LAMYA'S POEM FINDS HOPE AMONG THE RUINS


Only from the heart can you touch the sky.

--Rumi


A girl running through a field catching fireflies appears to be an innocent pastime. But when that open space sits among the ruins of war-torn Aleppo, Syria in 2016, already the viewer's heart races with fearful anticipation.


Though Lamya's Poem (2021) is an animated feature, its lyricism and pathos will touch any

compassionate human being. The story begins with the above moment then segues to the time of Jalāl ad-Dīn Mohammad Rūmī, a.k.a. the Persian poet, Rumi, during the early 13th century when Mongol marauders attack his homeland. The young writer, who composes magical verse symbolizing love, learns that the emotion can manifest in many forms.


His modern counterpart, Lamya, an avid reader who's drawn to Rumi's book of poetry given to her by a beloved teacher, will discover her volume has its own magic: a talisman that gives the young girl strength, along with her faith, when she and her mother become separated as they attempt to flee Syria.
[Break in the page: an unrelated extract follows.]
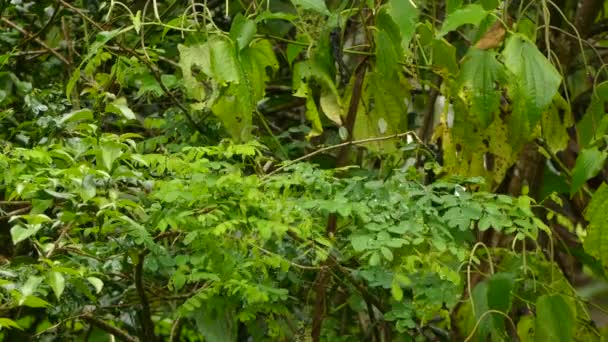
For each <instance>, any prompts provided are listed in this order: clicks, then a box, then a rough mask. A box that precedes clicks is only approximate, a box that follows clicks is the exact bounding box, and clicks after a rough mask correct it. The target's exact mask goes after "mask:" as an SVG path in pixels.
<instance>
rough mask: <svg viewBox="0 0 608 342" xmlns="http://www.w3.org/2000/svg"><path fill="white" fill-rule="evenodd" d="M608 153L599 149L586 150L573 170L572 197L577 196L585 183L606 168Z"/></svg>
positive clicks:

Lamya's Poem does not exploit the violence that ravished Aleppo during the war nor does it soften the impact. And through the use of a child's imagination--as Lamya envisions Rumi's verse stories, from red-eyed monsters to wind-swept deserts--along with Rumi's own experience centuries before when his faith and love are also tested--the imagery entwines to visually touch our fascination.
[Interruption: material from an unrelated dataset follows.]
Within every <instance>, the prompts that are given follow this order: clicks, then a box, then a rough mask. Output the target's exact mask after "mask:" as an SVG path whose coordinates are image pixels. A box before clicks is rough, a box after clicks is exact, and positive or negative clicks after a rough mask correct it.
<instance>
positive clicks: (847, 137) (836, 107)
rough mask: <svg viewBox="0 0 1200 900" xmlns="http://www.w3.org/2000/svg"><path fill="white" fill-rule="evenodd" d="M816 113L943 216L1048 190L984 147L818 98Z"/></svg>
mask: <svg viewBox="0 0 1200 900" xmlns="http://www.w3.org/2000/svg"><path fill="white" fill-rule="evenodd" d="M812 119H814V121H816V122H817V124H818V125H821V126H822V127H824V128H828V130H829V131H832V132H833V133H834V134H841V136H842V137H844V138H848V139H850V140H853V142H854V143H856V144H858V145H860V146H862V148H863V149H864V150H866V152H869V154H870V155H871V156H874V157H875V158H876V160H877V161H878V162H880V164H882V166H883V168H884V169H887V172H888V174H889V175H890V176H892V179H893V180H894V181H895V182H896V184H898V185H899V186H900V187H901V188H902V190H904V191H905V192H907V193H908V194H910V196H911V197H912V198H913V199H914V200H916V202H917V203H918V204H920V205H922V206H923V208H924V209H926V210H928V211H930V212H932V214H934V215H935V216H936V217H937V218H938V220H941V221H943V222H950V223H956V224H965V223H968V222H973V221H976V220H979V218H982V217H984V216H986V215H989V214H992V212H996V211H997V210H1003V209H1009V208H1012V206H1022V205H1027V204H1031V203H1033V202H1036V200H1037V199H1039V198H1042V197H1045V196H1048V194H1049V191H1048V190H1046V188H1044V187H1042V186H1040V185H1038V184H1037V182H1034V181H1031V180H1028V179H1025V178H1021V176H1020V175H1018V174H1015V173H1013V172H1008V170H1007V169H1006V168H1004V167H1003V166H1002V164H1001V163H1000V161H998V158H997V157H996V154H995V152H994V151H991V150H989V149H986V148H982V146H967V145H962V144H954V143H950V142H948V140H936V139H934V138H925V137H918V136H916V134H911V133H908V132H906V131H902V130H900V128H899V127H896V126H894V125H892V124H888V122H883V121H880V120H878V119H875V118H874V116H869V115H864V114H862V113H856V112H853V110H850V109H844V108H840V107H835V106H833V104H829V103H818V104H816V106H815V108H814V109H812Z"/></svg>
The animators use color sparingly, especially during the modern depiction, yet effectively. Soft palettes are juxtaposed to darker palettes, representing combatants as well as demons. Characters, though computer-animated, appear to be hand-drawn, created and delineated with such care.


Also, the talented voice actors, including Mena Massoud (Aladdin, 2019) and Millie Davis as the title character, refrain from emoting. In particular, many of the performers imbue the dialogue with tonal shades of anxiety and joy, heard too in Composer Christopher Willis's score.


Writer/Director Alexander Kronemer gives the audience much to absorb, although the stories are relatable to all ages. Besides this, he has depicted Persian and Syrian history, culture and war with great sensitivity.


To watch Lamya's Poem is to undergo a visual enlightenment about all forms of love.


Unrated, animated feature. Viewer discretion is advised for imperiled children, explosions, and frightening monsters. The one hour and twenty-nine minute running time may be too long for very young audiences. An American-Canadian production.


Available for virtual streaming October 1. Opening at the Vancouver International Film Festival (VIFF) on October 9th.